There are social conditions that influence in a decisive way: it is known that people who feel powerless or disadvantaged are more likely to believe in conspiracies

"We live in times of uncertainty and at the neural level uncertainty makes us feel uncomfortable," says the neuroscientist. These cognitive dissonances force to create a proper story of good and bad that explains in a simplistic way the complex phenomena of today. And to place them in the heroic role of fighters for the hidden truth: conspiracy beliefs have always been associated with a certain collective narcissism ("the rest are the sheep"). In addition, people with a tendency to see hidden patterns and meanings in reality have a greater tendency to believe in conspiracies and paranormal phenomena. "They are more given to that kind of causal illusions, like seeing faces in the clouds, but taken to the extreme: seeing faces on a piece of toast and giving real meaning", explained Helena Matute, Deusto researcher, about her work with the paranormal.

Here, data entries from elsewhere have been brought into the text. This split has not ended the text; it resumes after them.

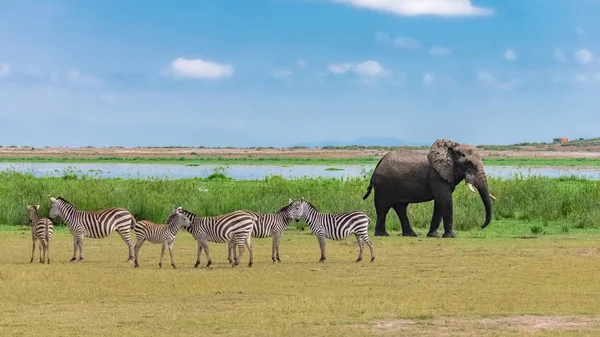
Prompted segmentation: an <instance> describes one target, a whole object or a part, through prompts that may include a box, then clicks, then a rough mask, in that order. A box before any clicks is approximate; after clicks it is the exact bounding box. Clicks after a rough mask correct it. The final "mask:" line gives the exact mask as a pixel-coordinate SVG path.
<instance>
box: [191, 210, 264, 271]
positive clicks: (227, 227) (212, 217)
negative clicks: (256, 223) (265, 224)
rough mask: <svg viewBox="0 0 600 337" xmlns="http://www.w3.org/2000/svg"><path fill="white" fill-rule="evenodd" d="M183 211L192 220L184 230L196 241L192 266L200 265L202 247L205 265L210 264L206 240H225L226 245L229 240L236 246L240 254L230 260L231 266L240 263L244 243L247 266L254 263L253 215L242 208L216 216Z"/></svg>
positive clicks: (232, 244)
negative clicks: (194, 258)
mask: <svg viewBox="0 0 600 337" xmlns="http://www.w3.org/2000/svg"><path fill="white" fill-rule="evenodd" d="M183 212H184V214H185V215H187V217H188V218H189V219H190V221H191V222H192V224H191V226H189V227H187V228H186V230H187V231H188V232H189V233H190V234H192V236H193V237H194V239H196V241H198V259H197V260H196V264H195V265H194V268H197V267H198V266H199V265H200V254H201V253H202V249H204V252H205V253H206V259H207V260H208V262H207V264H206V267H207V268H208V267H209V266H210V265H211V264H212V259H211V258H210V252H209V250H208V242H216V243H225V242H227V245H228V247H229V245H230V242H231V244H232V245H234V246H238V249H239V251H240V254H239V256H237V257H236V258H235V260H234V261H232V262H233V263H232V264H231V266H232V267H235V266H237V265H238V264H239V263H240V259H241V257H242V255H243V254H244V244H245V245H246V247H248V252H249V254H250V262H249V263H248V267H252V264H253V263H254V252H253V249H252V242H251V239H250V237H251V235H252V229H253V228H254V226H255V224H256V220H257V217H256V216H255V215H253V214H251V213H249V212H247V211H243V210H239V211H235V212H231V213H226V214H221V215H217V216H197V215H196V214H194V213H192V212H190V211H188V210H185V209H184V210H183Z"/></svg>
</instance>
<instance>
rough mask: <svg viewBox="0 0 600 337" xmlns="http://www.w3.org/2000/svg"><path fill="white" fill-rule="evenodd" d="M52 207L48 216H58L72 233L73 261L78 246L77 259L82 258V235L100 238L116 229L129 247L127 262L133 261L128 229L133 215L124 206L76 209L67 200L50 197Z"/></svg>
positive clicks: (114, 230)
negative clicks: (91, 208) (128, 255)
mask: <svg viewBox="0 0 600 337" xmlns="http://www.w3.org/2000/svg"><path fill="white" fill-rule="evenodd" d="M50 200H51V201H52V207H51V208H50V217H51V218H57V217H60V218H62V219H63V221H64V222H66V223H67V225H68V226H69V230H70V231H71V234H72V235H73V258H72V259H71V261H75V259H76V253H77V249H78V248H79V261H81V260H83V237H89V238H93V239H100V238H105V237H108V236H109V235H110V234H111V233H112V232H114V231H117V232H118V233H119V235H120V236H121V238H122V239H123V241H125V243H126V244H127V247H128V248H129V258H128V259H127V261H128V262H130V261H133V241H132V240H131V236H130V229H131V228H133V226H134V224H135V218H134V217H133V215H132V214H131V213H130V212H129V211H128V210H126V209H124V208H109V209H105V210H101V211H95V212H89V211H83V210H79V209H77V208H76V207H75V206H74V205H73V204H71V203H70V202H69V201H67V200H65V199H63V198H61V197H58V198H54V197H51V198H50Z"/></svg>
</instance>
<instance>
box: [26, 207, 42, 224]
mask: <svg viewBox="0 0 600 337" xmlns="http://www.w3.org/2000/svg"><path fill="white" fill-rule="evenodd" d="M39 209H40V205H39V204H35V205H27V210H28V211H29V222H30V223H31V224H33V220H34V219H35V218H36V217H38V210H39Z"/></svg>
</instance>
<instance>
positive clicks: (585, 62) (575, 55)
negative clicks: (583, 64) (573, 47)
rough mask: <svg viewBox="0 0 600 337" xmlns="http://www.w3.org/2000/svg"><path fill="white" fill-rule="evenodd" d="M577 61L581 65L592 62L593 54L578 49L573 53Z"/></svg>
mask: <svg viewBox="0 0 600 337" xmlns="http://www.w3.org/2000/svg"><path fill="white" fill-rule="evenodd" d="M575 57H576V58H577V61H579V63H582V64H588V63H591V62H592V61H593V60H594V54H592V52H591V51H589V50H587V49H580V50H578V51H577V52H576V53H575Z"/></svg>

From that, we find psychological mechanisms such as the proportionality bias (if something extraordinary has happened, something extraordinary must have caused it) and intentionality: there is a hand behind everything. "This desire for ordered narratives that offer certainty and simplified views of the world can provide comfort and the feeling that life is more manageable," Landrum summarizes in his work. This way they would be able to avoid the ups and downs of life, betting on a plain and simple reality. Like the Earth, according to what they want to believe.